OPINION: Texas operators got a wake-up call last week amid reports that France had temporarily blocked a potential deal between European gas giant Engie and liquefied natural gas developer NextDecade for offtake from the US company's proposed Rio Grande LNG project.

At the heart of the move was the issue of flaring and methane emissions in the prolific Permian basin of western Texas, which would provide the feedstock for Rio Grande LNG in Brownsville.

According to the reports, France said the Permian emissions are simply too high to mesh with the European nation's plans to reduce its own carbon footprint.

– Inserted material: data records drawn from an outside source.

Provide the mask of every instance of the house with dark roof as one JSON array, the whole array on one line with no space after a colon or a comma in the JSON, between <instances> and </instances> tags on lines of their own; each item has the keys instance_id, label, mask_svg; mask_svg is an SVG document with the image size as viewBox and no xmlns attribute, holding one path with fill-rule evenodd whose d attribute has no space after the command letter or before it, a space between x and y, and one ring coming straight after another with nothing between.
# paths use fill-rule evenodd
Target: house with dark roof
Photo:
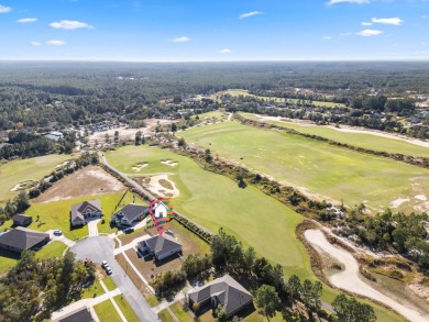
<instances>
[{"instance_id":1,"label":"house with dark roof","mask_svg":"<svg viewBox=\"0 0 429 322\"><path fill-rule=\"evenodd\" d=\"M16 227L0 235L0 248L22 253L25 249L37 251L50 242L50 234Z\"/></svg>"},{"instance_id":2,"label":"house with dark roof","mask_svg":"<svg viewBox=\"0 0 429 322\"><path fill-rule=\"evenodd\" d=\"M231 276L226 275L188 292L189 307L222 306L227 319L252 304L253 296Z\"/></svg>"},{"instance_id":3,"label":"house with dark roof","mask_svg":"<svg viewBox=\"0 0 429 322\"><path fill-rule=\"evenodd\" d=\"M15 214L12 216L14 226L28 226L33 222L33 218L31 215L25 215L22 213Z\"/></svg>"},{"instance_id":4,"label":"house with dark roof","mask_svg":"<svg viewBox=\"0 0 429 322\"><path fill-rule=\"evenodd\" d=\"M142 204L130 203L114 213L111 222L118 225L131 226L134 222L141 221L148 213L148 208Z\"/></svg>"},{"instance_id":5,"label":"house with dark roof","mask_svg":"<svg viewBox=\"0 0 429 322\"><path fill-rule=\"evenodd\" d=\"M174 254L182 252L182 244L168 233L153 236L138 244L138 249L143 255L150 254L155 256L157 260L162 260Z\"/></svg>"},{"instance_id":6,"label":"house with dark roof","mask_svg":"<svg viewBox=\"0 0 429 322\"><path fill-rule=\"evenodd\" d=\"M78 202L72 206L70 223L72 226L80 226L87 223L87 220L102 214L99 199Z\"/></svg>"}]
</instances>

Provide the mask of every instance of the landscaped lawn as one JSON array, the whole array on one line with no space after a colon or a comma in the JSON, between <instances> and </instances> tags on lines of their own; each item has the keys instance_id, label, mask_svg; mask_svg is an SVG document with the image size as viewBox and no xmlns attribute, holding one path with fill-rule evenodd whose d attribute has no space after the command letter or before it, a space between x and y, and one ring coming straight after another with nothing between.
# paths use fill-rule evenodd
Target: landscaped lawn
<instances>
[{"instance_id":1,"label":"landscaped lawn","mask_svg":"<svg viewBox=\"0 0 429 322\"><path fill-rule=\"evenodd\" d=\"M263 121L270 124L275 124L287 129L293 129L301 133L319 135L332 141L346 143L363 148L383 151L387 153L400 153L406 155L429 157L429 148L427 147L407 143L400 140L382 137L375 134L371 134L370 132L367 134L342 132L340 131L341 129L336 130L322 125L316 125L316 124L304 125L304 124L297 124L293 122L263 120L260 115L255 115L251 113L240 113L240 114L242 114L244 118L248 119Z\"/></svg>"},{"instance_id":2,"label":"landscaped lawn","mask_svg":"<svg viewBox=\"0 0 429 322\"><path fill-rule=\"evenodd\" d=\"M20 191L11 191L15 185L26 180L41 180L48 176L56 165L73 158L73 155L46 155L9 162L0 165L0 204L16 196Z\"/></svg>"},{"instance_id":3,"label":"landscaped lawn","mask_svg":"<svg viewBox=\"0 0 429 322\"><path fill-rule=\"evenodd\" d=\"M180 136L188 144L210 148L213 156L350 207L364 202L372 211L391 207L411 212L429 198L428 169L300 135L223 122Z\"/></svg>"},{"instance_id":4,"label":"landscaped lawn","mask_svg":"<svg viewBox=\"0 0 429 322\"><path fill-rule=\"evenodd\" d=\"M100 199L102 212L105 214L105 224L99 224L100 233L116 232L116 229L110 229L110 215L112 214L116 206L121 199L123 193L101 195L101 196L88 196L85 198L67 199L62 201L53 201L46 203L34 203L25 213L33 216L33 223L29 229L37 231L47 230L62 230L63 234L70 238L76 240L88 235L88 225L70 230L70 209L72 204L81 202L85 200ZM35 222L36 216L40 215L40 221ZM44 223L44 224L41 224Z\"/></svg>"},{"instance_id":5,"label":"landscaped lawn","mask_svg":"<svg viewBox=\"0 0 429 322\"><path fill-rule=\"evenodd\" d=\"M113 298L113 300L117 302L119 309L121 310L122 314L125 317L127 322L140 322L140 319L138 315L135 315L133 309L130 307L129 302L127 301L125 297L117 296Z\"/></svg>"},{"instance_id":6,"label":"landscaped lawn","mask_svg":"<svg viewBox=\"0 0 429 322\"><path fill-rule=\"evenodd\" d=\"M122 322L121 317L118 314L112 302L110 300L103 301L94 307L100 322Z\"/></svg>"},{"instance_id":7,"label":"landscaped lawn","mask_svg":"<svg viewBox=\"0 0 429 322\"><path fill-rule=\"evenodd\" d=\"M248 90L242 90L242 89L230 89L227 90L226 93L229 93L232 97L237 97L237 96L254 97L257 99L264 99L265 101L271 101L276 103L290 102L295 104L298 101L297 99L256 96L253 93L249 93ZM306 102L309 103L309 100L306 100ZM323 101L311 101L311 102L315 107L324 107L324 108L344 107L344 104L333 103L333 102L323 102Z\"/></svg>"},{"instance_id":8,"label":"landscaped lawn","mask_svg":"<svg viewBox=\"0 0 429 322\"><path fill-rule=\"evenodd\" d=\"M67 248L67 246L58 241L52 241L46 246L44 246L42 249L36 252L36 258L43 259L43 258L52 258L52 257L62 257L64 251Z\"/></svg>"},{"instance_id":9,"label":"landscaped lawn","mask_svg":"<svg viewBox=\"0 0 429 322\"><path fill-rule=\"evenodd\" d=\"M120 171L139 174L131 168L132 164L147 160L145 173L172 174L169 179L180 191L178 198L172 199L175 209L213 232L223 226L245 246L253 246L260 256L280 264L287 278L296 274L317 279L308 254L295 236L302 216L256 188L240 189L231 179L205 171L191 159L156 147L127 146L106 153L106 157ZM162 159L174 159L177 166L164 166ZM337 293L324 287L322 298L331 302ZM380 321L403 321L388 310L375 309Z\"/></svg>"}]
</instances>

The news follows years of efforts by the industry to address the problem.

ExxonMobil claims to have reduced its flaring intensity in the Permian to 1%, while Chevron, Occidental and Pioneer Natural Resources have also made cuts.

But we cannot rely on private industry alone to solve the problem.

The Texas Railroad Commission (TRC) has served as little more than "regulatory rubber stamp" for the oil and gas industry, approving 35,000 flaring permits since 2013 without a single denial, the Environmental Defense Fund says.

It is not for lack of ideas: TRC candidate Chrysta Castaneda is aiming for stricter oversight of flaring permits, and the EDF has outlined a path for the regulator to end routine flaring by 2025.

Texas must catch up on emissions if it is to export its most prized products to a world increasingly concerned with its carbon footprint.

All that is needed is the political will to do it.